Ahora, a toro pasado, es fácil señalar por qué Troya tenía que estar donde Schliemann la buscó. Desde aquella privilegiada posición se dominan los accesos al mar Negro (el Ponto Euxino de los griegos). En aquel punto del estrecho de los Dardanelos se producen violentas corrientes desde el mar de Mármara hasta el Egeo. Además, en verano (la mejor estación para navegar) soplan vientos contrarios, de este a oeste. Las naves debían refugiarse en el puerto de Troya y aguardar a que cambiara el viento antes de aventurarse por el estrecho o (lo más plausible) desembarcaban las mercancías y las transportaban por tierra, a través de la llanura troyana, hasta el mar de Mármara, desde el que, nuevamente embarcadas, podían continuar el viaje.

O sea: Troya controlaba el tráfico comercial por los Dardanelos y obligaba a pagar derechos de paso a los comerciantes micénicos. Debió de ser un gran negocio hasta que a los micénicos se les inflaron las narices y decidieron destruir la ciudad que los sangraba.

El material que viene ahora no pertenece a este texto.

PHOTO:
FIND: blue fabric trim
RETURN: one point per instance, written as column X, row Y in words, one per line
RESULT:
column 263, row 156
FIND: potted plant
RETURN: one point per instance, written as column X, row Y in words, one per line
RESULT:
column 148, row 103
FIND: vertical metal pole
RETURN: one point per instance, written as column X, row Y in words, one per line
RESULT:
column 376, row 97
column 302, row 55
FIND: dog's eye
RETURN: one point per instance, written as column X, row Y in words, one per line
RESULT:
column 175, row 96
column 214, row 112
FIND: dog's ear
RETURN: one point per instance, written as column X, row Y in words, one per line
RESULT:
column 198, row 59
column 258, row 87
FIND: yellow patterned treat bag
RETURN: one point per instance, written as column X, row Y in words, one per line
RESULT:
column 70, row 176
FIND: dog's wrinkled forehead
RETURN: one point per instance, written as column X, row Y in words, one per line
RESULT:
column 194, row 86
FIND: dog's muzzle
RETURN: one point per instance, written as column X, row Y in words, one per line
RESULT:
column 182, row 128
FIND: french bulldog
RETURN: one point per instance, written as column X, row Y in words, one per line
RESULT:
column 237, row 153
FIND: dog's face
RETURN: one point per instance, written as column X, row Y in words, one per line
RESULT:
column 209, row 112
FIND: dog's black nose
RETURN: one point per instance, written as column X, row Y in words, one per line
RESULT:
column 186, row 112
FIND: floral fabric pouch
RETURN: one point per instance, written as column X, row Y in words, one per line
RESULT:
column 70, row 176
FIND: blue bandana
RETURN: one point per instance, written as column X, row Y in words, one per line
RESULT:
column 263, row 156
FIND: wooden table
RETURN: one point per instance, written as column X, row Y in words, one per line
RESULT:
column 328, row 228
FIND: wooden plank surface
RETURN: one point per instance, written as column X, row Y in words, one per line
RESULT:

Esta explicación tan prosaica no resulta nada literaria, por eso Homero prefirió cantar que la guerra de Troya se desencadenó por un asunto de cuernos: el hijo del rey Príamo de Troya, el joven y apuesto Paris, había seducido a la mujer del rey aqueo Menelao (la bella Helena, que estaba como un queso). El marido cornudo logró que su hermano Agamenón, rey de Micenas, persuadiera a los otros reyes aqueos para aunar fuerzas contra Troya.

Como novela está bien y es mucho más efectivo que explicar que los aqueos estaban hartos de pagar derechos de paso a los troyanos y decidieron unirse para acabar con ellos. Un puro asunto de negocios (como casi todo en la historia; apena reconocerlo).

Los aqueos sitiaron Troya (quizá aprovechando que un reciente terremoto había maltratado sus defensas), la asaltaron y la arrasaron. Es probable que de las Troyas sucesivas de la acrópolis la homérica sea la Troya VII A (hacia –1200), porque en ella se ha encontrado un espeso estrato de cenizas (prueba de un incendio devastador), además de restos carbonizados de esqueletos, armas y depósitos de proyectiles de honda.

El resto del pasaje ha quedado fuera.